David Batstone, in this issue of Sojourner’s Sojourner email newsletter (which incidentally I think is probably the best email newsletter out there) covers some of the same territory I did in talking about Battle Cry. But he falls right into the trap of moralizing about content that I was trying to avoid…
I simply cannot understand why so many evangelicals consider same-sex marriage as the prime threat to the virtue of heterosexual families. Honestly, which has ruined more marriages: The extramarital affairs that are so brazenly celebrated on Desperate Housewives or the decision of two men or two women who love each other to make their lifelong commitment public? I don’t think there is any doubt about the answer to that question.
I honestly doubt that Desperate Housewives really has broken up that many marriages. Maybe it’s not Mr Batstone’s bag, but my wife and I really like it – we watch it and giggle in horror at their antics, and maybe even feel a little thankful that our lives are so not even a little like that. Maybe we’ll experience some kind of cumulative effect down the road, who knows. But the content of any given TV show, or even the lot of them, worries me far, far less than the cumulative effect of all the commercials. So. very. many. commercials.
Or for that matter, look at land use decisions. I’m sure the isolation and long commute times involved with the suburbs have caused far more divorces than all the lousy TV shows ever made. I’ve even seen quantitative data on this and it’s not pretty. Or look at our crappy family leave policies, or the fact that Americans work more hours than anyone else in the world, or the number of people with two or more jobs, etc etc. There are a lot of factors that go into divorce rate and I’d have to guess that bad TV isn’t anywhere near the top 10.
A little while back I read a curious little book called Bang, which was primarily about getting heard in today’s media environment. It was also an utterly fascinating peek inside the world of television advertising. The secondary message I got from it was a little horrifying: our society pays it’s best and brightest huge, huge quantites of money to sit around all day and do their absolute best to persuade people that they’re dissatisfied in as many ways as possible and that the purchse of products is the path towards redeeming this. I don’t know if the social costs of this are even quantifiable, but obviously the advertising industry in this country has truly enormous agenda setting capacity.
There are two great metanarratives about why it seems like society is going downhill. The conservatives argue that it all fell apart with some mushy and vague increase in “loose morals” that has something to do with the 60s.
I would say the progressive antithesis to this should go something like this: first of all, things are improving in many, many ways. During the 60s and since then, substantial freedoms have expanded almost continuously. And to the extent that they haven’t, the problems are the usual suspects: capitalism, oligarchy and imperialism far outside the boundaries of democracy are complicit in if not primarily responsible for a whole lot of the problems. Sure, it’s a lot easier and probably a lot more profitable to blame it on gay people or immigrants, but that doesn’t make it right.
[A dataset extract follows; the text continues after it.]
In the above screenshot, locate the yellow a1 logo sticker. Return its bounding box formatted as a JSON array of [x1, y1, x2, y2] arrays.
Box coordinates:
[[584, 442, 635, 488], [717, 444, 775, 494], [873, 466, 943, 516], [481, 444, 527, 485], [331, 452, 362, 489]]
The best frame for how we go about fixing this that I’ve seen so far is “housebreak capitalism.” It’s perfect because it neatly dissects the scourging charges of socialism that come wheeling in from the right anyone proposes even the vaguest of challenges to market fundamentalist orthodoxy. Capitalism is a good thing in the same way that a puppy is a good thing. When a puppy poops all over the rug, you don’t kill the puppy, you train it. The market fundies are always accusing us of trying to kill the puppy, when nothing could be further from the truth. We just don’t want it to poop all over the rug.